FPIs Sell ₹8,000 Crore Bonds as Hedging Costs Surge
Get the Finance newsletter
Daily finance — markets, central banks, M&A, the prints that move money. Free.
- FPIs sold ₹8,000 crore in Indian bonds after RBI curbs on banks' and corporates' offshore open positions lifted hedging costs, per CCIL data.
- Daily FPI outflows accelerated to ₹3,286–4,033 crore post-curbs, up from a ₹400–2,000 crore range that had included sporadic bouts of buying before the curbs.
- The 1-year USDINR forward implied yield hit 3.96% versus 2% on March 30 — the highest in nearly two decades on hedging demand.
- The 10-year benchmark government bond yield rose 38 basis points, from 6.66% on February 27 to 7.04% as of Tuesday.
- RBI released curbs on banks' open positions on March 27 and curbs on corporates' offshore open positions on April 1.
- India eliminated long-term capital gains tax on FII investments in government securities effective April 1, 2026, while also expanding the Fully Accessible Route and raising NRI/OCI investment limits to attract foreign capital.
- DBS Bank's Sameer Karyatt said high hedging costs are diminishing net interest income and eroding overall returns, and a senior foreign-bank trader warned the elevated offshore forward premium could spill increased selling into other asset classes.

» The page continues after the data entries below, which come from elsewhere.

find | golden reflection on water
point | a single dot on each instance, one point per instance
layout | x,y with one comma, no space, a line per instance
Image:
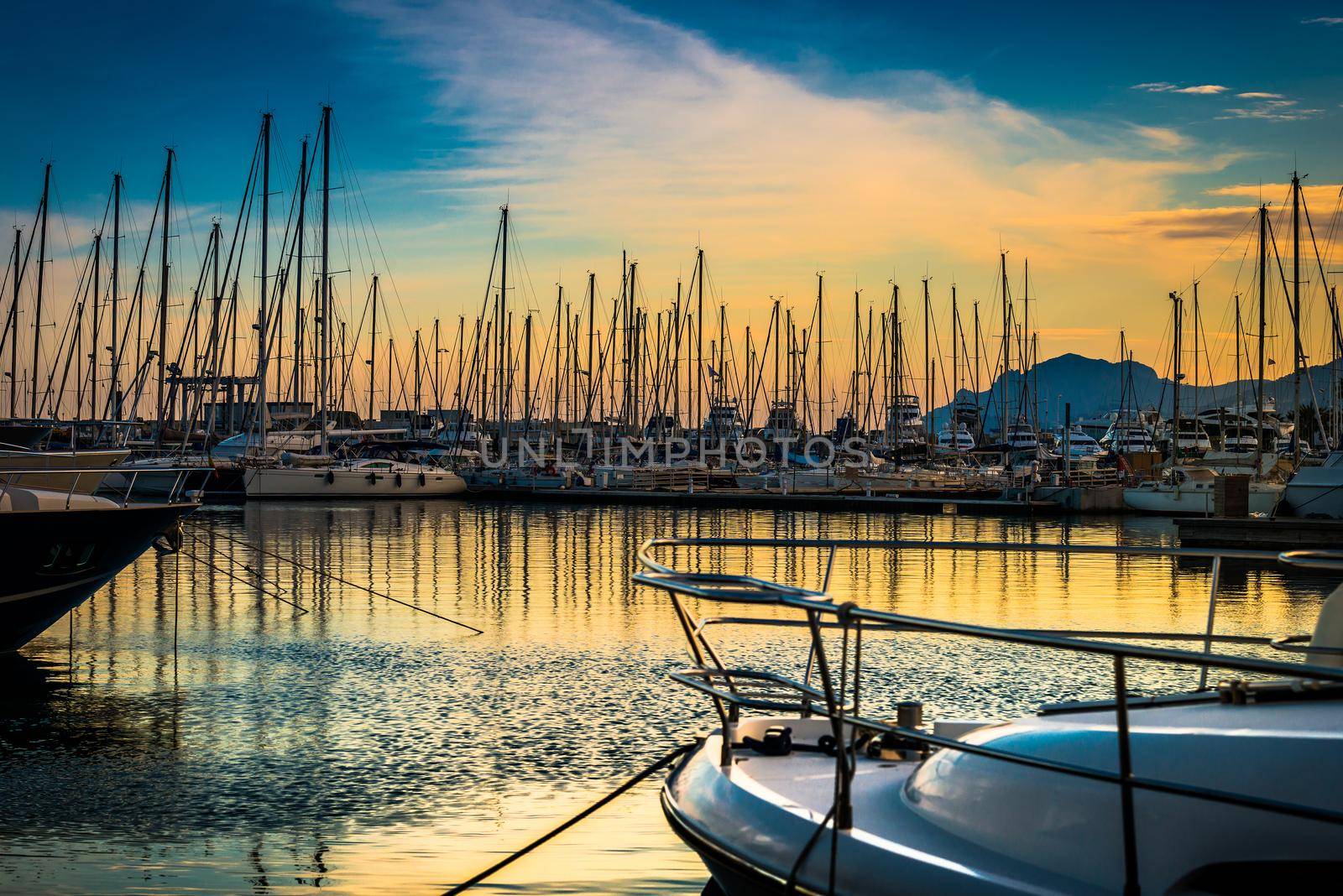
362,746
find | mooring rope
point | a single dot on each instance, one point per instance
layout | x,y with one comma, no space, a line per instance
335,577
508,860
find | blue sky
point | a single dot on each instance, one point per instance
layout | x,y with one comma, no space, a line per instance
787,136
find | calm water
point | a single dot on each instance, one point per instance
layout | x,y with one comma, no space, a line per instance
188,732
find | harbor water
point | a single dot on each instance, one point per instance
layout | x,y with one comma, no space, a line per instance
192,730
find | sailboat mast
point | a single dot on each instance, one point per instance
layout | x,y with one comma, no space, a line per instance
499,329
1237,376
1296,318
1259,393
1002,425
373,354
163,305
13,327
324,362
1175,376
928,434
262,341
299,273
37,313
821,315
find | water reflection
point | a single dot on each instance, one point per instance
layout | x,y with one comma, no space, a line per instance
191,730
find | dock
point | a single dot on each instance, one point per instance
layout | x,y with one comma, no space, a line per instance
1260,534
755,499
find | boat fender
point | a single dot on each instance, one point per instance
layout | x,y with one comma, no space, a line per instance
776,742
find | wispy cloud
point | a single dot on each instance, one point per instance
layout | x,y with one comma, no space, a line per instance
610,128
1272,110
1166,138
1166,87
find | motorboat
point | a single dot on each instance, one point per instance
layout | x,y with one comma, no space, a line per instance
1232,786
355,477
1192,491
64,544
1318,491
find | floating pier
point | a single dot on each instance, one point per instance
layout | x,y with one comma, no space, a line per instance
1253,533
756,499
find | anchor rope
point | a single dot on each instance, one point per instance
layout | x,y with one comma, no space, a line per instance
508,860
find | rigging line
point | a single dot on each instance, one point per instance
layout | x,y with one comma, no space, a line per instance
628,785
238,562
337,578
239,578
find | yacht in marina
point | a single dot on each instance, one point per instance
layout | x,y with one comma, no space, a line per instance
832,779
1078,445
299,477
958,440
64,544
1318,491
1186,490
1127,436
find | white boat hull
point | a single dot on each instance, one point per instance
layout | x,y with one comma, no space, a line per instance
282,482
1175,502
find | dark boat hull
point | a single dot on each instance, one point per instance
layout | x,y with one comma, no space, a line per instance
60,558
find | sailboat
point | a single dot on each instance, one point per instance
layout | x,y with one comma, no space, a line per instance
321,475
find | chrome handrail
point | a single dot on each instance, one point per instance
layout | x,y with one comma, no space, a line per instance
179,491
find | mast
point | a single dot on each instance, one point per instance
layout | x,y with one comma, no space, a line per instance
499,331
1237,376
324,362
42,268
1175,374
113,389
416,381
262,341
13,327
698,345
299,275
1002,425
1262,247
93,341
1298,360
373,356
928,434
821,407
980,423
955,361
163,306
561,327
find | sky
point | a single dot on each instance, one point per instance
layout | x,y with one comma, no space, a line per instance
1121,149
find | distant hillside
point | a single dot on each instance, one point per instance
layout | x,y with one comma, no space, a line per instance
1092,387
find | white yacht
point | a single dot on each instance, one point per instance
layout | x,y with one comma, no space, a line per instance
1190,491
359,477
958,440
1078,443
1318,491
1128,438
806,786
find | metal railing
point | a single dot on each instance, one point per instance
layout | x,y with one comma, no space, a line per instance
123,486
839,698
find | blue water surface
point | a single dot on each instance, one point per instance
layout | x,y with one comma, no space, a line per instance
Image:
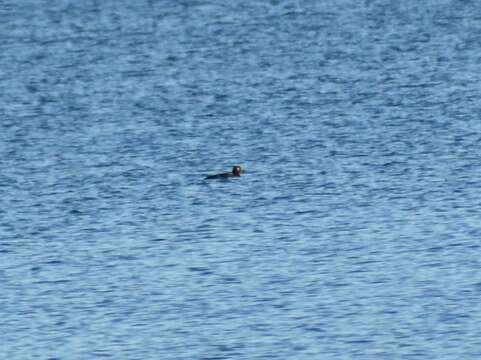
353,234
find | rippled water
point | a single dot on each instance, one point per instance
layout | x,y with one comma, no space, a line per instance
354,233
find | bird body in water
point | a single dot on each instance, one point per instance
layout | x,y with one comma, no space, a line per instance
236,171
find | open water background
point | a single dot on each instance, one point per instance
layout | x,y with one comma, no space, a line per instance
354,234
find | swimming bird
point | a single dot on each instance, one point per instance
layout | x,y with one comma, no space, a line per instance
236,171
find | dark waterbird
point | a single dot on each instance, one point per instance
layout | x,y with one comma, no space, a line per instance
236,171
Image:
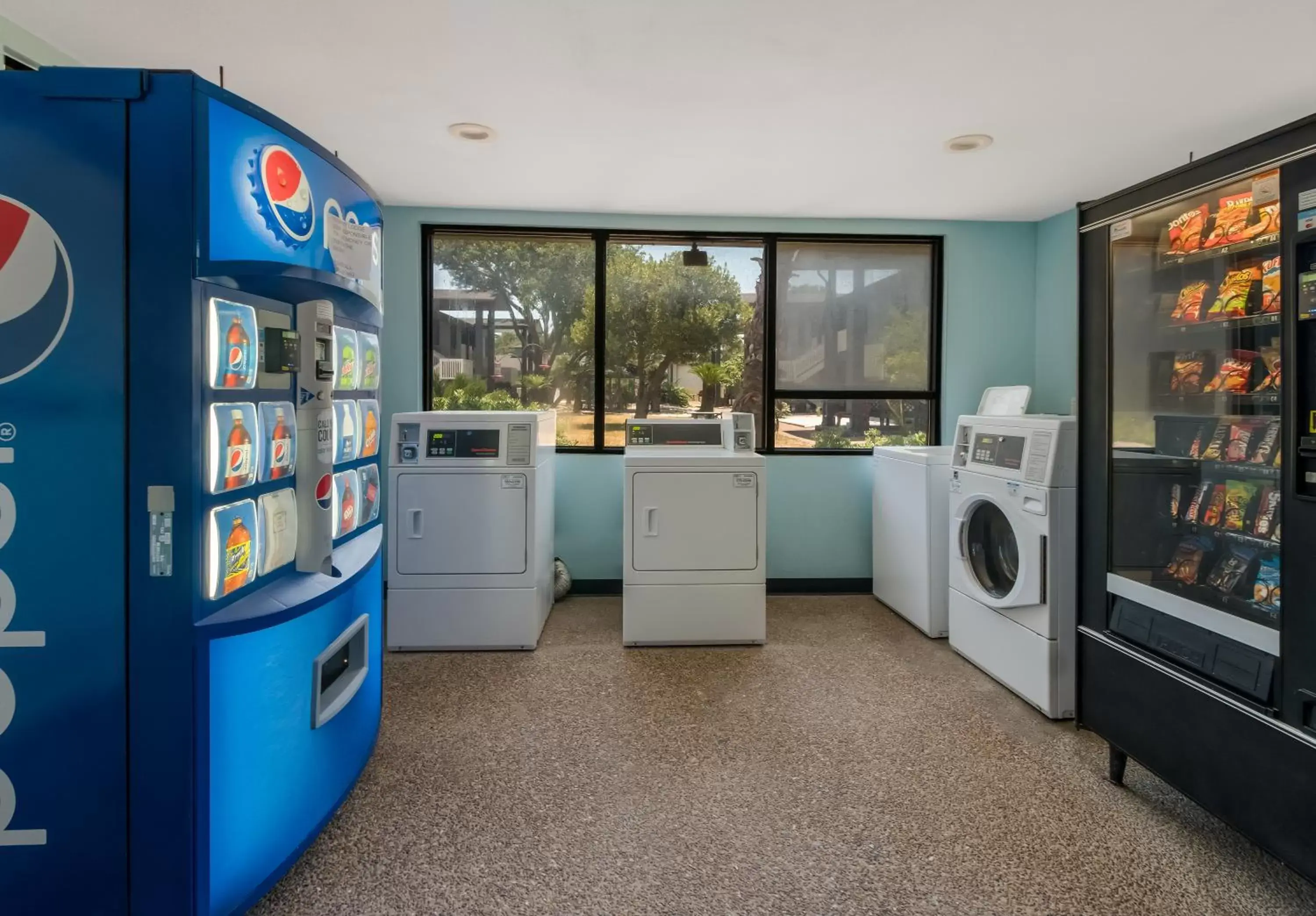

Why it matters: RBI's hedging curbs doubled daily FPI bond outflows past ₹4,000 crore and pushed 1-year forward yields to a near-two-decade high of 3.96%. The 10-year benchmark has already climbed 38 bps to 7.04%, and DBS warns sustained hedging costs will make FPI holdings 'considerably more expensive' — while India simultaneously scraps LTCG tax on FII bonds in a parallel bid to lure the same capital out the door.